Halt the Extradition of Canadian Citizen and Abuse Survivor "MM," Who Faces 33 Years in U.S. Prison for Protecting Her Children
This petition had 1,265 supporters
Please halt the extradition of MM, a Canadian-born mother of three Canadian children and survivor of male violence whose only “crime” was in choosing to live and to protect herself and her children from physical, psychological, and emotional abuse. (MM's real name and the names of her children cannot be revealed).
We believe that women and children escaping violence should not be punished for the sometimes difficult choices they are forced to make in order to find safety. It shocks our conscience that MM faces a potential 33 years in prison in the U.S. for escaping abuse, despite the fact that the first Canadian court to address this case declared unreservedly that the foundation of the extradition – the ex-husband’s “suspicions” that MM had taken the kids – was “so defective and unreliable that it is not worthy of consideration.”
MM is charged with child abduction even though, as a provincial court has found, “We are in the presence of children running away from an abusive father without the knowledge or assistance of their mother, living in an abandoned home and finally begging their mother to take them away, so that their father couldn’t hurt them again.”
Section 285 of the Canadian Criminal Code (which provides a defence for those charged with “abduction in contravention of custody order”) states that no one shall be found guilty of an offence if the act of receiving or harbouring a young person was “necessary to protect the young person from imminent harm or if the person charged with the offence was escaping from danger of imminent harm.” Such a defence, however, is not available to MM in the U.S. jurisdiction that seeks her extradition.
As a provincial court judge concluded, MM “could not be found guilty in Canada…if her intent was to protect the children from danger of imminent harm at the hands of their father and this, even if she did have the specific intent of depriving [him] of possession of the children as well.” No jury reasonably instructed in Canada would convict her, the judge concluded in dismissing the case.
Unfortunately, Canada's Justice Dept. appealed this decision and won based on very narrow technical grounds related to the Extradition Act.
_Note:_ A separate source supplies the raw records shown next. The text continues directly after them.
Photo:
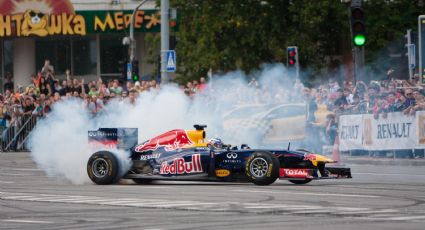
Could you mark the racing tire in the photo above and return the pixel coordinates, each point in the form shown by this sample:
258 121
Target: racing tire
142 181
262 168
102 168
305 181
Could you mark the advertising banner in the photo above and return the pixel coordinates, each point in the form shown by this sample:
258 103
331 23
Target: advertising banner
41 18
394 132
350 132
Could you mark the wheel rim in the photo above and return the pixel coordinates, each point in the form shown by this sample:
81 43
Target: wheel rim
100 167
259 167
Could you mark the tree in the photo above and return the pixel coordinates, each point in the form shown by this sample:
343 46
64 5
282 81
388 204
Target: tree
225 35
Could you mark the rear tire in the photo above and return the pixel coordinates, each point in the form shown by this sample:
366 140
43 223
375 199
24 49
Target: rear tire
262 168
102 168
305 181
Thus, a cloud of fear and anxiety continues to hang over MM and her three children, who could be separated any day. While the Supreme Court is now considering this case, it is fully within your power to change your mind and declare that surrendering MM to the U.S. would, in the words of Canada’s extradition law, be “unjust or oppressive having regard to all the relevant circumstances.”
As a matter of fundamental justice, criminal liability cannot be imposed on someone when realistically he or she had no choice but to commit the otherwise “wrongful” act. We agree with a lawyer who argued at the Supreme Court that “surrender to a legal system which does not provide for a defence that is required by the principles of fundamental justice would be unjust and oppressive. It would violate the principles of fundamental justice. It would shock the conscience and be simply unacceptable. It would, in short, not be lawful under Canadian law.”
The extradition of MM to the United States shocks our conscience and should be stopped immediately.